Informed Consent Remains a Process, Not a Checkbox
The use of electronic consent (e-consent) at Weill Cornell Medical College has expanded rapidly with the sudden demands of COVID-19 research. Researchers have been experimenting with various forms of e-consent for several years.
The health system built a home-grown solution (based on the NIH-sponsored REDCap system),1 which was more successful — at a lower cost, according to Curtis L. Cole, MD, chief information officer.
While working to find the single best way to implement e-consent, researchers conducted a systematic literature review. They examined 69 studies, hoping to learn from the experience of other health systems. The investigators found there was no unified approach for e-consent implementation.2 “I personally was surprised by how little was written, and the relatively low quantity of strong studies,” says Cole, one of the study’s authors.
The lack of consensus on how to switch to e-consent makes it more difficult to realize its potential benefits. Not everyone has the time or patience to explain the same thing at varying educational levels, in different languages, and confirm comprehension. “While humans still outperform computers in many ways, we are not great at consistency, and we all have biases,” says Cole, adding the ethical obligation is to maximize the benefits of e-consent while minimizing its harms.
E-consent can make the informed consent process better than the current paper-based format, according to another systematic review.3 “Different organizations are showing increasing interest in electronic tools to supplement or replace traditional, paper-based informed consent forms. However, implementation in biomedical research is slow,” says Evelien De Sutter, PhD, the study’s lead author and a researcher at KU Leuven in Belgium.
De Sutter and colleagues identified several concerns with e-consent, including confusion about the ethical review process. There also were varying views regarding the use of e-signatures, and what to do if participants lack digital literacy. “It is important to offer [participants] the choice between electronic informed consent and a paper-based informed consent form. It cannot be tolerated that participants are excluded from a research study,” De Sutter says.

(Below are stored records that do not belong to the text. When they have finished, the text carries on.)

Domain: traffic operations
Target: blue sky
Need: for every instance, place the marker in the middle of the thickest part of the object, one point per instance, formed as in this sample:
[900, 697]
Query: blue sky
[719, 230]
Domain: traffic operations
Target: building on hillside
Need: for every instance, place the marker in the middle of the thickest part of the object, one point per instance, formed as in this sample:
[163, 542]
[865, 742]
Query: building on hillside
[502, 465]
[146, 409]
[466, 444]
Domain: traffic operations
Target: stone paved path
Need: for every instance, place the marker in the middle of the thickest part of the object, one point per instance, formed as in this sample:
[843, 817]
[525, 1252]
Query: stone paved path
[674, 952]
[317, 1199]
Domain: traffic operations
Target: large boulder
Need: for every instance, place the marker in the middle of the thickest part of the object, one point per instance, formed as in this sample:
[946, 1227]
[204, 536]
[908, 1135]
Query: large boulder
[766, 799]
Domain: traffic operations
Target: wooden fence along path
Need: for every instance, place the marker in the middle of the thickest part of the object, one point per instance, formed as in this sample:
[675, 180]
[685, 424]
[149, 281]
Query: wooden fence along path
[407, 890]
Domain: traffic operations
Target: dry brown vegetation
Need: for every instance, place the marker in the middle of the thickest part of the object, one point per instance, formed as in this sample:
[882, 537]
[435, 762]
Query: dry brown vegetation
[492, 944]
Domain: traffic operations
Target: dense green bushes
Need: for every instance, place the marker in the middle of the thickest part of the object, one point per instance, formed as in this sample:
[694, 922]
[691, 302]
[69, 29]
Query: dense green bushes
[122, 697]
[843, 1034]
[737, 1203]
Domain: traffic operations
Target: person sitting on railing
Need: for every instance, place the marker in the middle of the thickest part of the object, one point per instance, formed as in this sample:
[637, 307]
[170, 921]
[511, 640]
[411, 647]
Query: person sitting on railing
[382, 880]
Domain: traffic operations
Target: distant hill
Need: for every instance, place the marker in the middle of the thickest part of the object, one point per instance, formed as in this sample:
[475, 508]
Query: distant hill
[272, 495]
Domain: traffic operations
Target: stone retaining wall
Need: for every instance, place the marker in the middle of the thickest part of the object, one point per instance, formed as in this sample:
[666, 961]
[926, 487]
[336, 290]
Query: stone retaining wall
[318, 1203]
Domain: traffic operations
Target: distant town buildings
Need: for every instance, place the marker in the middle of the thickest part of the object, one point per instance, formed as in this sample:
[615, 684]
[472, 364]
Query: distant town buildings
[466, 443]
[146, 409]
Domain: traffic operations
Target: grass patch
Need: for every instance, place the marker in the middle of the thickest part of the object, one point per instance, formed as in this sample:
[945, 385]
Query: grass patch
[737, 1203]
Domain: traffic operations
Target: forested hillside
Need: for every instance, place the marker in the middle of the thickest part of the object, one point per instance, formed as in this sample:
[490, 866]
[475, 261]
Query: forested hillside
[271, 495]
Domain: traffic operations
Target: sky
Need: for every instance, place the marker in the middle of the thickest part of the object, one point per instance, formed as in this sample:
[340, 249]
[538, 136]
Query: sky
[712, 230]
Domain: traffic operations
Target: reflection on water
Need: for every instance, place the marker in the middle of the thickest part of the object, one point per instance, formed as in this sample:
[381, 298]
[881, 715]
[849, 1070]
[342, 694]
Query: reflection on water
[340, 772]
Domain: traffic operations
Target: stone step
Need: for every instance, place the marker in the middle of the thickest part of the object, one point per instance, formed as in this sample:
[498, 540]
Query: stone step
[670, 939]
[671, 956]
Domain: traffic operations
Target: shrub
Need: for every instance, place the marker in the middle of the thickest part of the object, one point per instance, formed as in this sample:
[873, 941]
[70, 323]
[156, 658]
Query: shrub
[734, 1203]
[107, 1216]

Problems arise if e-consent turns informed consent into a “check the box” mentality, according to Julie M. Aultman, PhD, director of the medical ethics and humanities program and chair of the institutional review board at Northeast Ohio Medical University in Rootstown.

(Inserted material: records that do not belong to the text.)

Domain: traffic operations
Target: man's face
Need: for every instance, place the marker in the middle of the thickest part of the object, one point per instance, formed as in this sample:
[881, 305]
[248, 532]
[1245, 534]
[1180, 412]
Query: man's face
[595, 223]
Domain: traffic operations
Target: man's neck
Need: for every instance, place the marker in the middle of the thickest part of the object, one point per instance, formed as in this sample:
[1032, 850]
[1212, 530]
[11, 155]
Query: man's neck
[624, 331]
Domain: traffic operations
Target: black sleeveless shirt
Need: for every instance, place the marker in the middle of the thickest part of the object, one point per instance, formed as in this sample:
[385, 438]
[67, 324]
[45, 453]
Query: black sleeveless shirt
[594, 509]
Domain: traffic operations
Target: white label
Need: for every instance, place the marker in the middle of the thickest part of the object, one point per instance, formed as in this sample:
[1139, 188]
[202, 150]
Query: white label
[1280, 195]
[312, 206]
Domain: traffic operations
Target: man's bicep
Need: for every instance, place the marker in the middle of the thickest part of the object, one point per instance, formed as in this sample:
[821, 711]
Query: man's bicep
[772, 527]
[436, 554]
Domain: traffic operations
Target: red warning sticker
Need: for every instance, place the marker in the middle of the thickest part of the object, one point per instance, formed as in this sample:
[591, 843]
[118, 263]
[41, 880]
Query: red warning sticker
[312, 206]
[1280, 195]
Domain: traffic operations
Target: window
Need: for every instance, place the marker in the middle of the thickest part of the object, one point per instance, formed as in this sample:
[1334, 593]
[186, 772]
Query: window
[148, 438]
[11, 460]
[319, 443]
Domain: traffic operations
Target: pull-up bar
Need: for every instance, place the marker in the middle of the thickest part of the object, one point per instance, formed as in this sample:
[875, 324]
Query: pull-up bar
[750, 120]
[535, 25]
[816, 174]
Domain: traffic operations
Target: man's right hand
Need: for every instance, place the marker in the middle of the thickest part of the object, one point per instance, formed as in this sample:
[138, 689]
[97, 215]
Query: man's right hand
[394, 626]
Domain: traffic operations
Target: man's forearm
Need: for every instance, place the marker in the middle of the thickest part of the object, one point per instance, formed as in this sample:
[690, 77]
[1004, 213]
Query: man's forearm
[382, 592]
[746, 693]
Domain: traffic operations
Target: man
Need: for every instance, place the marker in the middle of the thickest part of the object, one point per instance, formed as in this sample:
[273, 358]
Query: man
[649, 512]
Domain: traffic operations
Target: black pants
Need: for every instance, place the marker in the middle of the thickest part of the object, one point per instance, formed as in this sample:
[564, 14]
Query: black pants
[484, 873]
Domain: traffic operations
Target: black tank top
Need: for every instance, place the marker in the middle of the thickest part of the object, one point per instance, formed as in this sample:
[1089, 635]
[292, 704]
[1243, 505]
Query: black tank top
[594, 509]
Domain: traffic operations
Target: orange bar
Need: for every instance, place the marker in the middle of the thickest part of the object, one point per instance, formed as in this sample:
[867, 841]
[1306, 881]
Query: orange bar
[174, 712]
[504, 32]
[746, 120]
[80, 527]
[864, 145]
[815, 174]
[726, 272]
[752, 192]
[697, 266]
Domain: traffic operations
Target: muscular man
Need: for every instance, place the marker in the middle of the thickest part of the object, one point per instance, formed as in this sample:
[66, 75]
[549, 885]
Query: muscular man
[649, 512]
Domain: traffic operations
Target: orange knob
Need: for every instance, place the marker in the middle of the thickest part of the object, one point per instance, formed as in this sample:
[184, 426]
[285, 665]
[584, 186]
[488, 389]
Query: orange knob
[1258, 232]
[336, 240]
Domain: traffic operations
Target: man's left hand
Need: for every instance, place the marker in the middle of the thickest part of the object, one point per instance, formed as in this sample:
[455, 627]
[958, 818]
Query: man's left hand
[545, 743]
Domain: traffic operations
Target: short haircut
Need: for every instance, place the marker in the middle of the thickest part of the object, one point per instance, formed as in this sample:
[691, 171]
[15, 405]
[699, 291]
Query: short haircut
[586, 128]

Researchers should be inviting questions and, along the way, determining people’s decision-making capacity. The level of risk involved in the study also should be weighed. An anonymous, minimal-risk survey that involves investigators gathering information on healthcare providers might be appropriate for e-consent.
For a study with known risks that are outside the scope of everyday practice or living, the consent process is more complex. That probably calls for a combination of e-consent and in-person communication. Research subjects might use e-consent during ongoing studies after an initial face-to-face paper consent is completed. Some studies include various stages or activities over months or years, such as a medical intervention followed by a focus group.

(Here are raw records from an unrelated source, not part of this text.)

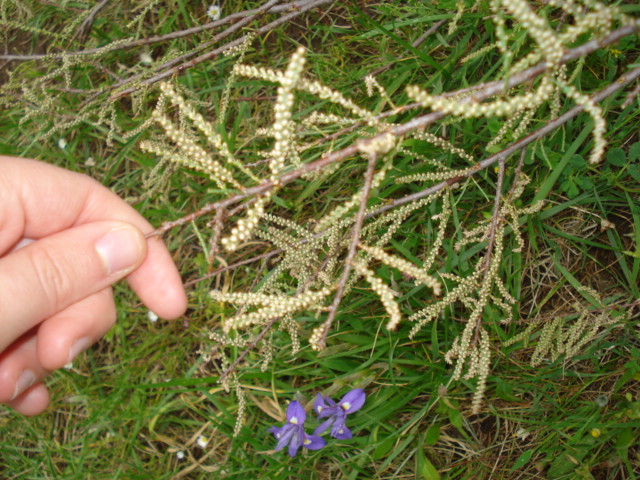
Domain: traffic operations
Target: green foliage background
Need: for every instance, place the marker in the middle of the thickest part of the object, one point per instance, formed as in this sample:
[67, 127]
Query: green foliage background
[145, 391]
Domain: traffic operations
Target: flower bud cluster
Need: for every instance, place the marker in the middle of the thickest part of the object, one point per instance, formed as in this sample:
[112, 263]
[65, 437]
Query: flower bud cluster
[245, 226]
[468, 107]
[284, 104]
[384, 292]
[419, 275]
[595, 111]
[326, 93]
[205, 127]
[444, 144]
[260, 73]
[199, 159]
[278, 307]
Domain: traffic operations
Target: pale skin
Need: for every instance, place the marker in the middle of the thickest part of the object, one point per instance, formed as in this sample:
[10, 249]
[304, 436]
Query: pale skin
[64, 240]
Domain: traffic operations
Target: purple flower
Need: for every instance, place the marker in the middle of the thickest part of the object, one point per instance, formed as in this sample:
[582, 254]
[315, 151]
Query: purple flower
[292, 432]
[325, 407]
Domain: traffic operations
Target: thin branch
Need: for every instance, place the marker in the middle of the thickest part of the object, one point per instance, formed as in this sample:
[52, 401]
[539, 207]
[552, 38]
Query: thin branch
[348, 263]
[417, 123]
[433, 29]
[503, 154]
[631, 96]
[291, 6]
[174, 70]
[495, 217]
[618, 84]
[85, 28]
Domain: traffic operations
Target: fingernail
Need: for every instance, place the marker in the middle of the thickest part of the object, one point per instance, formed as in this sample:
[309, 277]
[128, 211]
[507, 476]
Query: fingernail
[120, 249]
[78, 346]
[26, 379]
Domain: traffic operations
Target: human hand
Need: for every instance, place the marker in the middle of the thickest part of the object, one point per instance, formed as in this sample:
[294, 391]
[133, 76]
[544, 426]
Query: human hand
[64, 239]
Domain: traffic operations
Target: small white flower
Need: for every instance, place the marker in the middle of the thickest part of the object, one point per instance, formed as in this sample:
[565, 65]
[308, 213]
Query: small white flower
[145, 58]
[213, 12]
[202, 441]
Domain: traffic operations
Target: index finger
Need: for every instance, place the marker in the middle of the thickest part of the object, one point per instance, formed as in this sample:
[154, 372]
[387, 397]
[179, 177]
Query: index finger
[38, 199]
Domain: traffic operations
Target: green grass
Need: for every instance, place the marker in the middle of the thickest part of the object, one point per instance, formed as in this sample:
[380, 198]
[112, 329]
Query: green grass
[145, 391]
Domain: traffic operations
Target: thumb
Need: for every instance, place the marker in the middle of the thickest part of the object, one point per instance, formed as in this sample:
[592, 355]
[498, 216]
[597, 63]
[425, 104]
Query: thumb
[56, 271]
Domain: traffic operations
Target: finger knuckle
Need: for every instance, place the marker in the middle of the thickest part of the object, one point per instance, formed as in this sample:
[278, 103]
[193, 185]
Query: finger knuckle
[51, 277]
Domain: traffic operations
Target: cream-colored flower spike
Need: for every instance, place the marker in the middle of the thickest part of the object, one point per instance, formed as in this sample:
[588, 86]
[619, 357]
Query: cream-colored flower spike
[279, 307]
[384, 292]
[405, 267]
[282, 133]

“E-consent can be useful to remind subjects of the multiple research activities they might be involved in over time, and of the continuous opportunity to ask questions and disclose concerns,” Aultman offers.
At any point of a study, a subject has the right to withdraw. “The process of consent is an important reminder of such rights,” Aultman says.
The drawback of e-consent is that if researchers cannot see the person, it is more difficult to gauge how well all this information is understood. Virtual meetings, pre-study surveys to assess capacity to consent, and follow-up phone calls are some options to ensure an ethical informed consent process.
Finally, consider whether people own the right equipment and can participate. “To deny opportunities due to inability to utilize e-consent is an injustice,” Aultman adds.
- Chen C, Turner SP, Sholle ET, et al. Evaluation of a REDCap-based workflow for supporting federal guidance for electronic informed consent. AMIA Jt Summits Transl Sci Proc 2019;2019:163-172.
- Chen C, Lee PI, Pain KJ, et al. Replacing paper informed consent with electronic informed consent for research in academic medical centers: A scoping review. AMIA Jt Summits Transl Sci Proc 2020; 2020:80-88.
- De Sutter E, Zaçe D, Boccia S, et al. Implementation of electronic informed consent in biomedical research and stakeholders’ perspectives: Systematic review. J Med Internet Res 2020;22:e19129.
E-consent can make informed consent easier, but researchers must avoid turning the process into a mindless task.